When working with a robo-advisor, the investors often have to fill in an online questionnaire that will determine their level of risk and preferences. Based on that information, the robo-advisor will assign them an corresponding investment portfolio. Robo-advisors typically charge an ongoing management fee of between 0.5% (for large portfolios) to 1% (for small portfolios) for the service.
This is an excellent way for many investors to get started with index investing as it allows them to start fast and invest with the guidance of the robo-advisor. Just make sure the portfolio they assign to you is composed of low cost broadly diversified index funds and that the robo-advisor adheres to the simple investing philosophy of the Bogleheads.

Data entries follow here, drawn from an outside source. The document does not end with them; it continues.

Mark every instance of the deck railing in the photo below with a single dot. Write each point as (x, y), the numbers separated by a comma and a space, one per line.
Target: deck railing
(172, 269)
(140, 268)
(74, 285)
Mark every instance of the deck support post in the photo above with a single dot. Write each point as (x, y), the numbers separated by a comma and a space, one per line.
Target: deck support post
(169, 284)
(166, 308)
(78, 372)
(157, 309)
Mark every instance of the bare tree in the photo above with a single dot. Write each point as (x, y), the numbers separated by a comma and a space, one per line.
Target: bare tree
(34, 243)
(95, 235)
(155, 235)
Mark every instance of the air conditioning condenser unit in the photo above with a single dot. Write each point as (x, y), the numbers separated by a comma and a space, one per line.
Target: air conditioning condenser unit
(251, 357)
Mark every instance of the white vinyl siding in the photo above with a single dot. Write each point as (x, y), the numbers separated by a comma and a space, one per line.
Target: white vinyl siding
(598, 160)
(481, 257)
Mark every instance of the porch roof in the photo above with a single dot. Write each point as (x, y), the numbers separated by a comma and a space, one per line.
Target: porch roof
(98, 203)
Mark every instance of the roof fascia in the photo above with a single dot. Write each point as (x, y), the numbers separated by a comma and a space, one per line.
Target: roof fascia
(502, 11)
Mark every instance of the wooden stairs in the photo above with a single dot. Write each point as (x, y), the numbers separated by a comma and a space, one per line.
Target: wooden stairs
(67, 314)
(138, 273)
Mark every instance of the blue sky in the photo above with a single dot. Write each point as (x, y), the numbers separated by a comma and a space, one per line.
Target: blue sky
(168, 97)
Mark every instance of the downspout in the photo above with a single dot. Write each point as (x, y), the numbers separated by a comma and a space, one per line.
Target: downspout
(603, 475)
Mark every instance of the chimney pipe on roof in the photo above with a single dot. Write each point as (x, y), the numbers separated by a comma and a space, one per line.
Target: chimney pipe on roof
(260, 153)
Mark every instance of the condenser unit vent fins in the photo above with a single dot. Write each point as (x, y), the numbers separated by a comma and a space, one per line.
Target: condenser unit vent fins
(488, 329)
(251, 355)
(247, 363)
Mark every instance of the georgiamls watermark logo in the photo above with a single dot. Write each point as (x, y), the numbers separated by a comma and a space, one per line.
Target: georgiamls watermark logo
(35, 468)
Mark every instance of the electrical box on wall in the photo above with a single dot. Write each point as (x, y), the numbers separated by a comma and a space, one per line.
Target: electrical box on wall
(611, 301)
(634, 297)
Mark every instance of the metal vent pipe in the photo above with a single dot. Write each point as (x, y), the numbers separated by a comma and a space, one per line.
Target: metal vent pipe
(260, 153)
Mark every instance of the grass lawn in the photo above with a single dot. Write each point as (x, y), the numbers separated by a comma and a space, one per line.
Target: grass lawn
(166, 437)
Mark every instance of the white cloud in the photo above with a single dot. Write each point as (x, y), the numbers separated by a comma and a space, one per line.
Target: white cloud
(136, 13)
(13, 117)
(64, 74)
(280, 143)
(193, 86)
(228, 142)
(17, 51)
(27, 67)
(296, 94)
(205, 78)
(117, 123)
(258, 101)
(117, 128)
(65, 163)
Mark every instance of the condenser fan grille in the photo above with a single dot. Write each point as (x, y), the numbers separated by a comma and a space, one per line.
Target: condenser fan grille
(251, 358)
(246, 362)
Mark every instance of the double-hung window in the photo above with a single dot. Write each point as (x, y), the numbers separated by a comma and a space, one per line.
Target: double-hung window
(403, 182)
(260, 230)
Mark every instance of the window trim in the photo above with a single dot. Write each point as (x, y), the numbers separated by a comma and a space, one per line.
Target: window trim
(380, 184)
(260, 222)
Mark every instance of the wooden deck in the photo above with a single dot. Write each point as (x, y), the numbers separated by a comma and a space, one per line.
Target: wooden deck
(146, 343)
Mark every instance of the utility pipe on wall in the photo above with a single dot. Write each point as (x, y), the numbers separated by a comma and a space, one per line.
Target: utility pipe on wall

While the benefits are obvious, it is also important to mention the main drawback: the ongoing fees will add up and compound over time. If the investor is aiming to achieve financial independence, this extra fee can lead to several additional years of work and investment. We will explore the impact of fees in a future article.
Index investing with a fee-only financial advisor.
For investors with large assets, complex financial situations and who need advice beyond the construction of a portfolio of index funds, working with a fee-only financial advisor can be recommended. These advisors will be able to provide advice on taxes, estate planning, pensions planning, etc. with more depth. Getting the right advice in these areas is really important.
Typically fee-only advisors will charge an ongoing management fees from 1% per year and up.
Similarly to robo-advisors, these fees will quickly add up over the years and put a drag on your portfolio growth. In some cases that can be justified, but if you’re only looking for investment advice, then you’re probably better off with one of the other options as the high fees of financial advisors will outweigh any additional investment return they might provide over the long term.
And again, you need to make sure that the portfolio they build for you is composed of low cost broadly diversified index funds following the simple and effective investing philosophy of the Bogleheads.
Beware of so-called financial advisors who help you sign up to any sort of insurance-based regular savings plan. These plans come with a lot of hidden layers of fees, all designed to incentivize the advisor into selling more of them and keep you in the dark. I have seen plans with total ongoing fees of up to 5.5%, when on the surface they looked like they only had something like a 1% management fee. These plans will often be sold by advisors who offer to give you advice for free (some will disclose that they get paid by the product provider, but not all). When I first started investing, not knowing any better and because all the advisors I was speaking to were promoting them, I signed up for one of those products and it really hurt. Beyond the outrageous fees, these plans are designed to keep you locked in and if anything ever changes in your life and you need to withdraw the money, you would face very high surrender fees, often costing you a very large portion of your portfolio.
If you really have to, make sure the advisor you decide to work with is completely independent, paid only by you (no incentive to sell you any product but only to serve you well), and ideally is a fiduciary financial advisor. You also want to work with someone who understands the power of passive index investing in the long term and is not trying to get you to chase short term gains.